BRUSSELS — The European Union on Thursday urged Iran to respect the international agreement curbing the Islamic republic's nuclear ambitions, saying it aims to continue trading with the country despite U.S. sanctions.
The E.U. and major European powers — Britain, France and Germany — also said that they "note with great concern the statement made by Iran concerning its commitments" to the nuclear deal.
The joint statement came as the bloc struggles to preserve the 2015 nuclear deal with Iran, a day after a new deadline from Tehran on finding a solution to make up for last year's unilateral U.S. withdrawal from the accord and re-imposed U.S. sanctions on Iran.
"We remain fully committed to the preservation and full implementation" of the deal, endorsed by the U.N. Security Council, said the E.U. statement.
The Trump administration pulled America out of the 2015 deal a year ago, saying it does nothing to stop Iran from developing missiles or destabilizing the Middle East. The Europeans insist that the pact is an important pillar of regional and global security and was never meant to address those other issues.

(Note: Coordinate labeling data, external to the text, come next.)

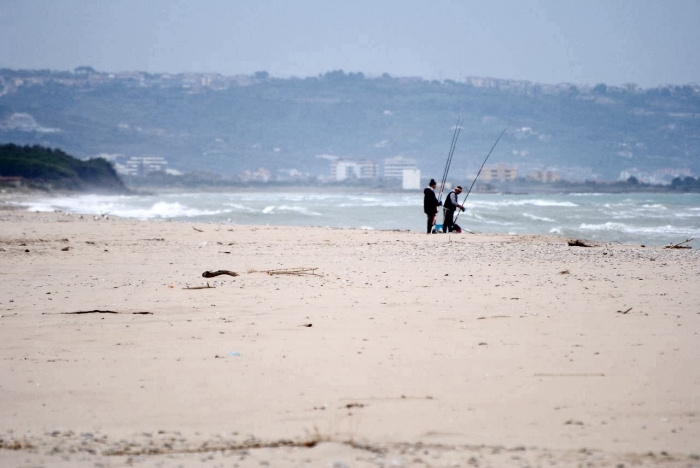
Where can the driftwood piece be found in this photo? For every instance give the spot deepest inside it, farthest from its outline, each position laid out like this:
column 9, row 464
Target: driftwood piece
column 288, row 271
column 200, row 287
column 105, row 312
column 211, row 274
column 680, row 245
column 579, row 243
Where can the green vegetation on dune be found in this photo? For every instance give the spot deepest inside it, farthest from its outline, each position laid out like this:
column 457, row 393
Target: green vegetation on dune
column 52, row 168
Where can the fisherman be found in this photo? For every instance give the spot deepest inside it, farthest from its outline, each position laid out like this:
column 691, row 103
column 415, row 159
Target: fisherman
column 430, row 204
column 449, row 208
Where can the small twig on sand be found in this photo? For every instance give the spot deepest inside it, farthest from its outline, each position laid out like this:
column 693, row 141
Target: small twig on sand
column 680, row 245
column 569, row 375
column 211, row 274
column 579, row 243
column 288, row 271
column 105, row 312
column 200, row 287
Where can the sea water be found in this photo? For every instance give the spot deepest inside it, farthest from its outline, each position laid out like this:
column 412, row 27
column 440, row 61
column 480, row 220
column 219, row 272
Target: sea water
column 652, row 219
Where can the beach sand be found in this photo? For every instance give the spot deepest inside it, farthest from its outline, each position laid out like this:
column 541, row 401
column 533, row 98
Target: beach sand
column 401, row 349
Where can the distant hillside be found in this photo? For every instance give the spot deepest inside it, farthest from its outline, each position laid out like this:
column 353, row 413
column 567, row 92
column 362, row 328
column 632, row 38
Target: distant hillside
column 227, row 125
column 47, row 168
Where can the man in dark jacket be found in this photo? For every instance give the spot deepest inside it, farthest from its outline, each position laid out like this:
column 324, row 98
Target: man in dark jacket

Iranian President Hassan Rouhani said in a televised address Wednesday that signatories to the deal now have 60 days to come up with a plan to shield his country — already laboring under economic hardship — from the sanctions imposed by President Donald Trump.
The E.U. powers say they "regret the re-imposition of sanctions" by the U.S. and remain "determined to continue pursuing efforts to enable the continuation of legitimate trade with Iran."
The Europeans have set up a complicated barter-type system to skirt direct financial transactions with Iran and so evade possible U.S. sanctions. The workaround, dubbed INSTEX, is not yet operational as Iran has not completed its part of the scheme.
The bloc said it plans to push ahead with "the operationalization of the special purpose vehicle 'INSTEX'."
The E.U. has also introduced a so-called "blocking statute" protecting European companies from the effects of U.S. sanctions, but many international corporations do more business in the United States than in Iran and have already severed ties there rather than risk running afoul of Washington.
In a message implicitly directed at the U.S. administration, the E.U. powers said "we call on countries not party to the (deal) to refrain from taking any actions that impede the remaining parties' ability to fully perform their commitments."
Despite the heated rhetoric, the Europeans insist that only the International Atomic Energy Agency can judge whether Iran remains in compliance with the nuclear agreement. More than a dozen reports have shown that Tehran is respecting it so far. A new report is due at the end of May.